Peter Dornauf – 8 November, 2020
It was Nancy's unique hairstyle, a stylized blob with nodes attached, that first attracted the artist as a feature and form he could work with. In Watkins' hands, cartoon components meet the formal elements of abstraction, courtesy of Miro and others, a marriage made in New Zealand, and modest in size.
Nancy’s Big Day Out
22 October - 21 November 2020
The history of abstraction comes with a load-bearing weight from past generations of practitioners, practicing various forms of high seriousness—the search for purity, the pursuit of the absolute, expressions of metaphysical angst, the unloading of melancholic spiritual meditations, the opportunity to give manifestation to the shape and swish of the heroic brushstroke.
We, in these islands, had our small share of this phenomena, but given the pragmatic, down-to-earth and phlegmatic kind of people we are—not given over to too much philosophical or mystic contemplation (and enjoying some light relief through the arrival of Pop Art)—it didn’t come as a surprise that we should witness the birth here, post 1970, of an art characterized by Denys Watkins, depreciatively, as “lightweight.”
Watkins has for a while, in the last two decades in particular, been interested in abstraction. More Paul Klee than Colin McCahon, he quipped at the opening of his show, Nancy’s Big Day Out, now on at Weasel Gallery.
The title immediately gives the show away. Nancy is the playful, impish and bright little eight year old Nancy Ritz: brainchild of American cartoonist, Ernie Bushmiller. She made her singular debut in 1938; and her “big day out” operates for Watkins as both a mocking reference to the palaver of august exhibition openings and perhaps, the bigness associated with abstract art and its overblown rhetoric.
It was Nancy’s unique hairstyle, a stylized blob with nodes attached, that first attracted the artist as a feature and form he could work with. In Watkins’ hands, cartoon components meet the formal elements of abstraction, courtesy of Miro and others, a marriage made in New Zealand, and modest in size.
It features prominently in Heatwave, together with a plethora of abstract notations-biomorphic and geometric with pieces of gingham thrown in for good measure—straight off Nancy’s dress. This is all good fun. Forms protrude, overlap, congregate, play flat, sometimes assume 3D dimension, shadowed, secured or floating, possessed of colours that have a definite 1950’s retro look. Indeed from a certain angle, the whole conglomeration of abstract forms takes on a rather domestic setting, perhaps suggestive of a table top, tilted 90 degrees. What holds the whole thing together is the gridded background which gives the appearance of lino flooring.
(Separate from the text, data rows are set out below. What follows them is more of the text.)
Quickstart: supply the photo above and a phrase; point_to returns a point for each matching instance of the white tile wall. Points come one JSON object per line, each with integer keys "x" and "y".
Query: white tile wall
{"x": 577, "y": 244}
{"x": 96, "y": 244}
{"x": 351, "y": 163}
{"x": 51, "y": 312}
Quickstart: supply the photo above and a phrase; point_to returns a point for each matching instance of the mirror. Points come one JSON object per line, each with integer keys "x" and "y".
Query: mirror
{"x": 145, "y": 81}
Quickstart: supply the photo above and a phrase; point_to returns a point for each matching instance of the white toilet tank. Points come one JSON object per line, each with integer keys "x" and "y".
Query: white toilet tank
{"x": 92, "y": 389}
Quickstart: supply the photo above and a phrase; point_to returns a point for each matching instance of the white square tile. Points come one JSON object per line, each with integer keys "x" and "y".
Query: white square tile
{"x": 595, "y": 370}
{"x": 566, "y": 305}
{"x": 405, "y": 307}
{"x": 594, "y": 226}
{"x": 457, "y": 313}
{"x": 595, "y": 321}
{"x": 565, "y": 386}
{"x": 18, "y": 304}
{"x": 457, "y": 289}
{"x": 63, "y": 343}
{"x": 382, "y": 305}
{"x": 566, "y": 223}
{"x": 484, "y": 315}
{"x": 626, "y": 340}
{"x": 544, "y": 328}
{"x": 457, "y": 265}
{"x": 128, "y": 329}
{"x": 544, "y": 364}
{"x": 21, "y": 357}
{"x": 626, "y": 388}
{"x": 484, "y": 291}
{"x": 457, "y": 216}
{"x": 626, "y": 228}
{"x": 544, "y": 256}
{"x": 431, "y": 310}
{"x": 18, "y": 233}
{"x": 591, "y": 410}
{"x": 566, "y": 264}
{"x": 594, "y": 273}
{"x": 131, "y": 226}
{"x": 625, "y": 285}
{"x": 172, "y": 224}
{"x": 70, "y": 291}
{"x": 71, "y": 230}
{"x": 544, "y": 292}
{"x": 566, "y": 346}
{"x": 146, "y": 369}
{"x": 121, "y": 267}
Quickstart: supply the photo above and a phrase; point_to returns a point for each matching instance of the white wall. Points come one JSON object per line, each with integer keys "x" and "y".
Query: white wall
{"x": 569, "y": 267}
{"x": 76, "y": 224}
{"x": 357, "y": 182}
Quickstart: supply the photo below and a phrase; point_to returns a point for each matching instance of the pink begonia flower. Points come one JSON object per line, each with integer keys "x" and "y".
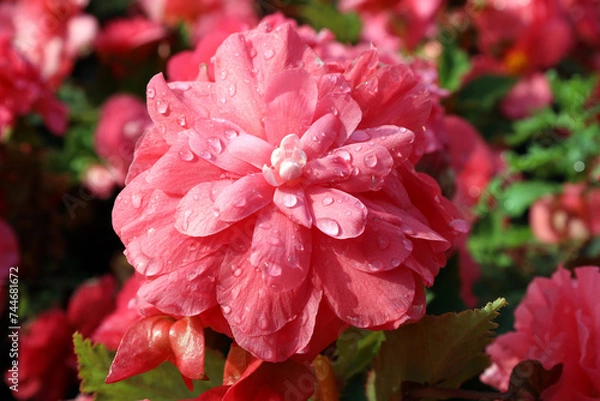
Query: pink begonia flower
{"x": 571, "y": 215}
{"x": 530, "y": 94}
{"x": 525, "y": 35}
{"x": 47, "y": 362}
{"x": 123, "y": 43}
{"x": 558, "y": 321}
{"x": 23, "y": 90}
{"x": 49, "y": 33}
{"x": 123, "y": 120}
{"x": 395, "y": 24}
{"x": 282, "y": 194}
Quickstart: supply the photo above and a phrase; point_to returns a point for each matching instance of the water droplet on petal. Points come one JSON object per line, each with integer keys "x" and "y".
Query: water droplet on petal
{"x": 383, "y": 242}
{"x": 273, "y": 269}
{"x": 290, "y": 200}
{"x": 136, "y": 201}
{"x": 231, "y": 133}
{"x": 269, "y": 53}
{"x": 162, "y": 107}
{"x": 329, "y": 226}
{"x": 240, "y": 202}
{"x": 371, "y": 160}
{"x": 216, "y": 144}
{"x": 460, "y": 226}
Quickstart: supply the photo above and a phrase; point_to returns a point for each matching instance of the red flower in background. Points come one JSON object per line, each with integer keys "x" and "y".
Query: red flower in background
{"x": 572, "y": 215}
{"x": 282, "y": 189}
{"x": 558, "y": 321}
{"x": 47, "y": 363}
{"x": 23, "y": 90}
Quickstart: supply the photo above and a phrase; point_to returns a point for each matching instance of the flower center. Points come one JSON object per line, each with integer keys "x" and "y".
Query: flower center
{"x": 287, "y": 161}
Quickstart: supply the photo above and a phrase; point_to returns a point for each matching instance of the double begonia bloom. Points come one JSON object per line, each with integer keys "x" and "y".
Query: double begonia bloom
{"x": 282, "y": 193}
{"x": 558, "y": 321}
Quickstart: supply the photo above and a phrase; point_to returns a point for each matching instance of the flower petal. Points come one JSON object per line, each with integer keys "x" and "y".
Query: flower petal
{"x": 291, "y": 201}
{"x": 320, "y": 136}
{"x": 359, "y": 298}
{"x": 196, "y": 214}
{"x": 243, "y": 197}
{"x": 336, "y": 213}
{"x": 281, "y": 249}
{"x": 227, "y": 146}
{"x": 290, "y": 99}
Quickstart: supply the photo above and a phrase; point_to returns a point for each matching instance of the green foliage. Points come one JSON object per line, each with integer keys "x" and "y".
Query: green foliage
{"x": 442, "y": 351}
{"x": 346, "y": 27}
{"x": 452, "y": 66}
{"x": 355, "y": 350}
{"x": 161, "y": 384}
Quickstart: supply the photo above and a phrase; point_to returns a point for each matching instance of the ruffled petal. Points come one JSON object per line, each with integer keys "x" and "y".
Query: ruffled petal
{"x": 336, "y": 213}
{"x": 227, "y": 146}
{"x": 243, "y": 197}
{"x": 291, "y": 201}
{"x": 196, "y": 214}
{"x": 281, "y": 249}
{"x": 290, "y": 99}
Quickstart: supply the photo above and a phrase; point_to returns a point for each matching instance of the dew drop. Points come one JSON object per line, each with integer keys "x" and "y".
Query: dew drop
{"x": 460, "y": 226}
{"x": 240, "y": 202}
{"x": 290, "y": 200}
{"x": 273, "y": 269}
{"x": 268, "y": 54}
{"x": 136, "y": 201}
{"x": 329, "y": 226}
{"x": 215, "y": 144}
{"x": 383, "y": 242}
{"x": 231, "y": 133}
{"x": 162, "y": 107}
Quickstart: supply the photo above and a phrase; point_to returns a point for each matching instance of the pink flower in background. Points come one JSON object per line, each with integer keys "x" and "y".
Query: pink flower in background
{"x": 23, "y": 91}
{"x": 50, "y": 34}
{"x": 557, "y": 321}
{"x": 123, "y": 120}
{"x": 47, "y": 363}
{"x": 123, "y": 43}
{"x": 395, "y": 24}
{"x": 572, "y": 215}
{"x": 281, "y": 193}
{"x": 530, "y": 94}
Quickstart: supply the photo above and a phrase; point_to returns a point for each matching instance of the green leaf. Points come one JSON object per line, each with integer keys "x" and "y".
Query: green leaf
{"x": 453, "y": 65}
{"x": 161, "y": 384}
{"x": 346, "y": 27}
{"x": 356, "y": 348}
{"x": 441, "y": 351}
{"x": 520, "y": 195}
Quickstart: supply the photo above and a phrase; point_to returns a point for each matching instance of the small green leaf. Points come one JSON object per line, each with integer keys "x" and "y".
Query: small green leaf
{"x": 520, "y": 195}
{"x": 346, "y": 27}
{"x": 453, "y": 65}
{"x": 442, "y": 351}
{"x": 356, "y": 349}
{"x": 161, "y": 384}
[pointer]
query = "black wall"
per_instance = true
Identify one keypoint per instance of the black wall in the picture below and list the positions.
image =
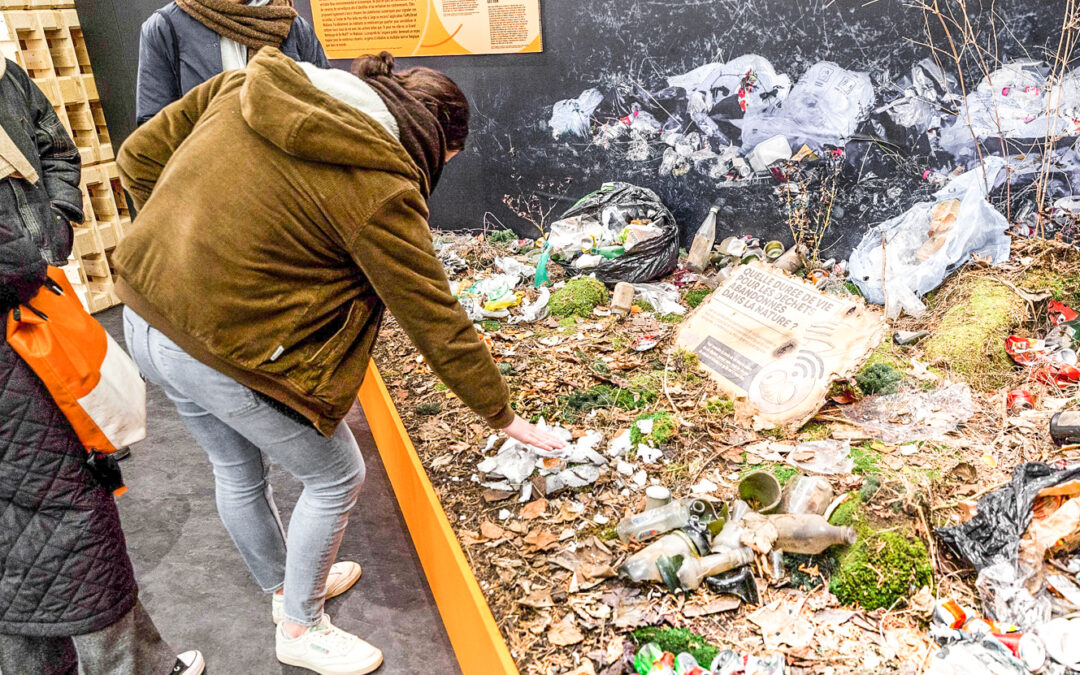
(619, 46)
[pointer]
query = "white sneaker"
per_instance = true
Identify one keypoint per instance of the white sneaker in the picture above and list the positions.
(327, 650)
(189, 663)
(340, 579)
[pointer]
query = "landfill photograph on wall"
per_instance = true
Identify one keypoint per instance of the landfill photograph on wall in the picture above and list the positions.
(831, 424)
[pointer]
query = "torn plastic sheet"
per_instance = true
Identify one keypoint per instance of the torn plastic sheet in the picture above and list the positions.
(719, 80)
(662, 296)
(572, 116)
(994, 534)
(1014, 102)
(825, 107)
(975, 655)
(827, 457)
(913, 416)
(975, 227)
(515, 463)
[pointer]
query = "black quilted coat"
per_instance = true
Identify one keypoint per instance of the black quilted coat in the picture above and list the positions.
(64, 568)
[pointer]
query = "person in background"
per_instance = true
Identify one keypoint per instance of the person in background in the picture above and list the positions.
(68, 598)
(282, 207)
(189, 41)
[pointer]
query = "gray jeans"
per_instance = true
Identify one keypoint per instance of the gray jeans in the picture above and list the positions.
(131, 645)
(240, 431)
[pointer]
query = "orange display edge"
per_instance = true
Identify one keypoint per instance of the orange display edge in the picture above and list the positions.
(477, 644)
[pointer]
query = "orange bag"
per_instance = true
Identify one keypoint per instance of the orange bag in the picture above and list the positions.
(93, 380)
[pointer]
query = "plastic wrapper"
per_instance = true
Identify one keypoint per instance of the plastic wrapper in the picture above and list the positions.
(1006, 597)
(603, 215)
(829, 457)
(825, 107)
(662, 296)
(913, 416)
(714, 80)
(977, 655)
(572, 116)
(975, 228)
(994, 534)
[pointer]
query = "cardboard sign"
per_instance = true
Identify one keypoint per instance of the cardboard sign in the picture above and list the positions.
(775, 343)
(351, 28)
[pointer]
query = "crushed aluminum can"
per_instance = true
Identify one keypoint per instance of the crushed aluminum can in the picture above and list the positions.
(1026, 647)
(1018, 401)
(1065, 428)
(950, 612)
(1061, 313)
(983, 626)
(645, 343)
(1025, 351)
(1061, 375)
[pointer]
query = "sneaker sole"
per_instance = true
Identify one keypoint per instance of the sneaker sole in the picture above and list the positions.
(301, 663)
(197, 667)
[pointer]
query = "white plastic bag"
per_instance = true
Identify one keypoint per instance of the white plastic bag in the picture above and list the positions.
(571, 116)
(980, 229)
(824, 108)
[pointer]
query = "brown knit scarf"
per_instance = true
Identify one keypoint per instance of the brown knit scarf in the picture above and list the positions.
(418, 127)
(254, 27)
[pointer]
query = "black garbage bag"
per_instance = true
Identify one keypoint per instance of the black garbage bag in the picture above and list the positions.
(615, 205)
(993, 535)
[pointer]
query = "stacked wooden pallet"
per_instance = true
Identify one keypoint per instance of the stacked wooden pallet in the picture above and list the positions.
(44, 38)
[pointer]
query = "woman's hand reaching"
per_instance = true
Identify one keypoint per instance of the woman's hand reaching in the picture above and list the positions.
(521, 430)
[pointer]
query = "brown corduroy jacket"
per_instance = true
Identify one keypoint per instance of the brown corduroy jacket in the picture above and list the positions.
(275, 223)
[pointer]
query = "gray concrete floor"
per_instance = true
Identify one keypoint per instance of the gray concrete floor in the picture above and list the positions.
(200, 593)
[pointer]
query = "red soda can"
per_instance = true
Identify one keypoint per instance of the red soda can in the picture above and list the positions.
(982, 626)
(1027, 647)
(1020, 400)
(950, 613)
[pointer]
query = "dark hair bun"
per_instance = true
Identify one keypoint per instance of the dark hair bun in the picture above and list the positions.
(374, 66)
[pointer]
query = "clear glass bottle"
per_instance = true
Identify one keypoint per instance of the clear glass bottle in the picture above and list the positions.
(648, 524)
(701, 250)
(696, 569)
(642, 566)
(808, 534)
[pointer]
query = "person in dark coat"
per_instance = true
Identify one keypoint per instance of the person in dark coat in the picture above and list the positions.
(189, 41)
(68, 597)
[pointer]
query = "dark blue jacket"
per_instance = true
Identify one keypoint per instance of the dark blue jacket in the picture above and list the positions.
(64, 567)
(176, 53)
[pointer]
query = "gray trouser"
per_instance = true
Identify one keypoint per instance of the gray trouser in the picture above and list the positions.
(131, 646)
(241, 432)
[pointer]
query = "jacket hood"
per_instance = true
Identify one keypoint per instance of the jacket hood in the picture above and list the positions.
(280, 104)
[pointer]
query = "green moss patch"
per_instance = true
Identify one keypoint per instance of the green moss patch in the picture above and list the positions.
(1064, 288)
(429, 408)
(676, 640)
(879, 378)
(721, 407)
(696, 297)
(579, 403)
(814, 431)
(578, 298)
(882, 567)
(970, 337)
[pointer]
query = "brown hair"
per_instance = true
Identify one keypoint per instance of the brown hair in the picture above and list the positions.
(439, 93)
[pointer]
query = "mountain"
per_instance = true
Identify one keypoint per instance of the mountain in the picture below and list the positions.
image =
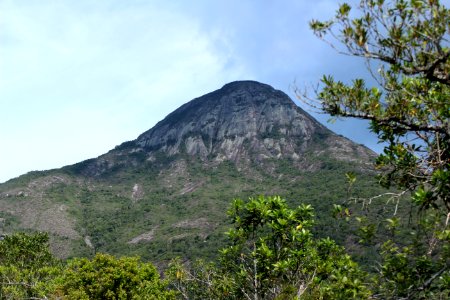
(166, 193)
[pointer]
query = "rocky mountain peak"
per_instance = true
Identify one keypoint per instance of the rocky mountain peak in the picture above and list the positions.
(240, 117)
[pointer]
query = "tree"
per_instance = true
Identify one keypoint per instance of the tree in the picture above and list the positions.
(409, 111)
(27, 268)
(107, 277)
(273, 255)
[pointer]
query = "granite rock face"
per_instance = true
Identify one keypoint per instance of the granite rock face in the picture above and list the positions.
(241, 118)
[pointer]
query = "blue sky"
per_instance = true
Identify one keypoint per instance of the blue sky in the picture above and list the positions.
(79, 77)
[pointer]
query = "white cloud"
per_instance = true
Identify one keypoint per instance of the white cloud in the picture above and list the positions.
(77, 79)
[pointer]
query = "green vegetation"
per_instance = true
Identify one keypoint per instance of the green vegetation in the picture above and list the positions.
(409, 111)
(272, 255)
(373, 243)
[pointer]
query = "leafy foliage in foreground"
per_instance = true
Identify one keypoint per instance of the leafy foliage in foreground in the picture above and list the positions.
(273, 255)
(29, 271)
(409, 111)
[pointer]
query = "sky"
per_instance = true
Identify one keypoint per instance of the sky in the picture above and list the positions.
(79, 77)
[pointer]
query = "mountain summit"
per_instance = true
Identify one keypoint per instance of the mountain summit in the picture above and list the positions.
(221, 123)
(165, 194)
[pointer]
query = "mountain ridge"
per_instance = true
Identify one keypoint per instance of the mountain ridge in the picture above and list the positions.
(166, 192)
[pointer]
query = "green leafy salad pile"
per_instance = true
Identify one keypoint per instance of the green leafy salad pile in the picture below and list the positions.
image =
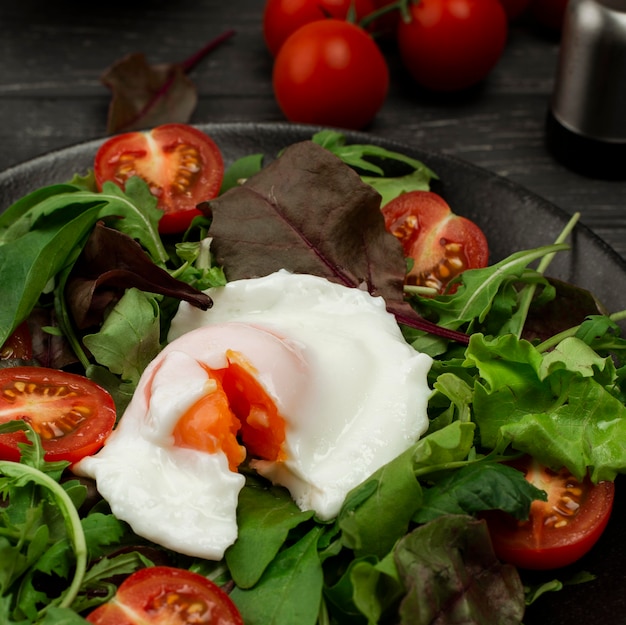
(408, 546)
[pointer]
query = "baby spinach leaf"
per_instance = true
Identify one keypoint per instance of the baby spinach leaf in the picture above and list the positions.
(145, 95)
(376, 587)
(478, 487)
(290, 590)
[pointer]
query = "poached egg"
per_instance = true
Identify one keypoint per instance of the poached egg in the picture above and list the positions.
(309, 381)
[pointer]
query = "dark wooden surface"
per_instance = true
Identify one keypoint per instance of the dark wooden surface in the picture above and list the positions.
(53, 53)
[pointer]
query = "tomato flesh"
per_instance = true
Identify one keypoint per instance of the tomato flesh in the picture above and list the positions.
(181, 165)
(163, 595)
(440, 243)
(19, 345)
(72, 415)
(559, 531)
(237, 404)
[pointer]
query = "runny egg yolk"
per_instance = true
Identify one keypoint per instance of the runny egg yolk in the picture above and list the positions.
(236, 404)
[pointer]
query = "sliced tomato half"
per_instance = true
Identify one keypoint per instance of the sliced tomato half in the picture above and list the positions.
(440, 243)
(163, 594)
(559, 531)
(182, 166)
(19, 345)
(72, 415)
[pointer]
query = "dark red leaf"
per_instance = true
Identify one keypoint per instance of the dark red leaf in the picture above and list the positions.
(144, 95)
(308, 212)
(110, 263)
One is reminded here of graphic designers from the high abstract period who were inspired by the American Abstract Expressionists and employed their forms, albeit in a reductive manner. For example, the skater lines on lino flooring of the fifties that took their inspiration from the splash and dash dribbles of Jackson Pollock.
Watkins returns the favour by working it in the opposite direction, taking the banal and turning it into ‘high’ art. Such cross fertilization, with all the layering involved, provides spark and fizz while reminding the viewer to keep a level head. Elements of irony abound.
What seems to have attracted him to this particular cartoon strip is the fact that Nancy has a cheeky iconoclastic attitude, aimed at times at the art world itself. In one strip she is depicted with a fishing rod standing outside a “Museum of Art” window, dangling one of her own painting inside it, with the express purpose of being able to tell people that her work “once hung in the museum.”
While Watkins’s own works regularly hang in “Museums of Art”, with all the kudos that comes with that, he obviously enjoys the levity and satire inherent in the Bushmiller’s mischievous contrivance.
That kind of mischievous ‘impertinent’ light spirit is demonstrated in the titles Watkins gives his works, completely eschewing any pretentious attempt at a contrived gravitas. He calls on a whole world of popular culture, in particularly that of jazz and blues, when he titles his works Thumbelina, La Vern, Maybelle, Mamie, Bessie, Wanda and Angela. The latter goes a little deeper with its reference to Angela Davis, American political activist and author, while Fifth Column picks up and runs with that, perhaps a sassy allusion to himself and his art practice. The man can certainly identify with Nancy Ritz and her feisty attitude, complimented by the improvisation of his formal elements that jostle for position on the canvas.
This is Denys Watkins’ Big Day Out. A fun time was—and will be—had by all, as one takes in the view of Frisky with its echoes of Leger, together with Angela (with its hot dog amidst strict geometry), or Fifth Column that includes the smallest hint of a Walters koru. There is also Thumbelina, which has the last say on the hair motif, its nodules becoming detached and taking their independent place—like ants’ eggs among the circles, oblongs, squares and diagonals—mixing and mingling between the sharp edged outlines and more undulating random forms by turns. Inventive, witty and exuberant.